Stadt sollte so entlasten, dass die Menschen es auch merken – Verteuerung in Wien beginnt mit dem Valorisierungsgesetz

Wien (OTS) – „Die hausgemachte Verteuerung in Wien beginnt mit dem Valorisierungsgesetz. Die Stadt Wien hat damit regelrecht ein Perpetuum Mobile ihrer Einnahmen geschaffen“, so Stadträtin Isabelle Jungnickel im Zuge der Dringlichen Anfrage in der heutigen Sitzung des Gemeinderats.

Dies stelle ein Teuerungssystem dar, das die Geldquellen der Stadt sprudeln lässt, gleichzeitig die Geldtaschen der Wienerinnen und Wiener leert und völlig losgelöst von den tatsächlichen Kosten und ein klares Beispiel für die mangelnde Transparenz in Wien ist.
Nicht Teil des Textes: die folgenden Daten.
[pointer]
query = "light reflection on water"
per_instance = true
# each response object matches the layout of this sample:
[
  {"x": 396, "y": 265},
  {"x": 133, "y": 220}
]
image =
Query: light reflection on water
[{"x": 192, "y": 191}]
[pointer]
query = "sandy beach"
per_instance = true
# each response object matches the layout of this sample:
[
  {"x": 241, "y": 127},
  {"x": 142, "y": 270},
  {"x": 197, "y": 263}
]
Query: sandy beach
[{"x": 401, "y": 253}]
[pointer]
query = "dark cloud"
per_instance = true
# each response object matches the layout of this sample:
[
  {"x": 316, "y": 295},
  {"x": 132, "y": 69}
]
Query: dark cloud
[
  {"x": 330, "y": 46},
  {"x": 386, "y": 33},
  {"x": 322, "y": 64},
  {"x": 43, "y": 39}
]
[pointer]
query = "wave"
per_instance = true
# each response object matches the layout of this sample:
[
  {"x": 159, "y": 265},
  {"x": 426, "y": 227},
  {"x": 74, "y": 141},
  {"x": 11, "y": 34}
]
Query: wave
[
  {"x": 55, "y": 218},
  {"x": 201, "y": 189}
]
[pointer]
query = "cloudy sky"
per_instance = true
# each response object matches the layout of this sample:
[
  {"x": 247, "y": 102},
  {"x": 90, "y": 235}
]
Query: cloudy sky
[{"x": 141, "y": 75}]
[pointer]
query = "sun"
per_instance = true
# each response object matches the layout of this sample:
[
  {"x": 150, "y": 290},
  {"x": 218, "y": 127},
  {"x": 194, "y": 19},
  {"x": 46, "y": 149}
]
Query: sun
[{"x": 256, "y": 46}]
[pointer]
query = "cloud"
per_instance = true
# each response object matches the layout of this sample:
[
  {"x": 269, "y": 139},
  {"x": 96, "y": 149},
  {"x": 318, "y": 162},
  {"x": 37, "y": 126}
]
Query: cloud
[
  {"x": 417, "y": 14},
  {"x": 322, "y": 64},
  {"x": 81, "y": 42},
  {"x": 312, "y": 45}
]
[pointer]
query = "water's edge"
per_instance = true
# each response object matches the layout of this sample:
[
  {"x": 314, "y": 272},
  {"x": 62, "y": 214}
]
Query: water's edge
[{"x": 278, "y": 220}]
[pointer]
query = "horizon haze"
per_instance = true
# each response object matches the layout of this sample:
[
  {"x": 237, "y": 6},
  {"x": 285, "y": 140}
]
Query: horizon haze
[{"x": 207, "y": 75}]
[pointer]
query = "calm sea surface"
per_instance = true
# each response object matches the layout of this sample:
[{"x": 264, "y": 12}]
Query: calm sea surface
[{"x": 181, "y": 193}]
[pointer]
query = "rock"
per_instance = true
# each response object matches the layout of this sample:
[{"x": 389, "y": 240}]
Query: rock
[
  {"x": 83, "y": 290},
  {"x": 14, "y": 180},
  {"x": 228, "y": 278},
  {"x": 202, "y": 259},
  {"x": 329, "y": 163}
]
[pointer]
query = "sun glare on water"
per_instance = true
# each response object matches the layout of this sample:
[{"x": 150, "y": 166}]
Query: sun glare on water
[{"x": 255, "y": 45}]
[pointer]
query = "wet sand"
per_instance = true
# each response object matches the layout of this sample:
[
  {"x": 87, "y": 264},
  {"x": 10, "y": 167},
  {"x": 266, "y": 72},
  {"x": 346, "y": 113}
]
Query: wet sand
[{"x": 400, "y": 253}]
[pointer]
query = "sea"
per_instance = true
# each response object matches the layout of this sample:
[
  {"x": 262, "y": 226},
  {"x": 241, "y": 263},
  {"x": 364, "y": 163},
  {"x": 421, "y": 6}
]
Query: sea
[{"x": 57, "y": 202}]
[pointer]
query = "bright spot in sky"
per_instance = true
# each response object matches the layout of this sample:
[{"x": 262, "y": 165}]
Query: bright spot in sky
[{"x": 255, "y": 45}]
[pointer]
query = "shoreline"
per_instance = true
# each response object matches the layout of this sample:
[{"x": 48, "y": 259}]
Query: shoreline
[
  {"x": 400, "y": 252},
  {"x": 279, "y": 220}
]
Zusätzlich sei auch noch geplant den Preis für die Fernwärme in Wien um 92 Prozent zu erhöhen.

Wien belastet – Bund entlastet

„Gleichzeitig wird im Bund aber so entlastet, dass es die Menschen auch direkt erfahren und erleben“, so Gemeinderat Markus Gstöttner. So würden vor allem die Belastungen für die Familien und die Wirtschaft abgefedert werden. Zusätzlich erfolge auch gleichzeitig eine Valorisierung der Sozialleistungen und die Kalte Progression wird gänzlich abgeschafft. „Die Stadtregierung hätte hier auch die Möglichkeit zu sagen: Lasst uns vielleicht zusammenarbeiten. Und somit nämlich nicht mit dem Finger auf andere zu zeigen, sondern in einem Maße zu entlasten, so dass die Menschen es auch merken“, so Gstöttner weiter.

Die Teuerungen in Wien werden durch die Stadt aber nicht nur nicht abgefedert, sondern sogar noch durch Missmanagement angeheizt. „Vor allem dieses unsoziale Valorisierungsgesetz muss daher endlich abgeschafft werden“, so Jungnickel abschließend.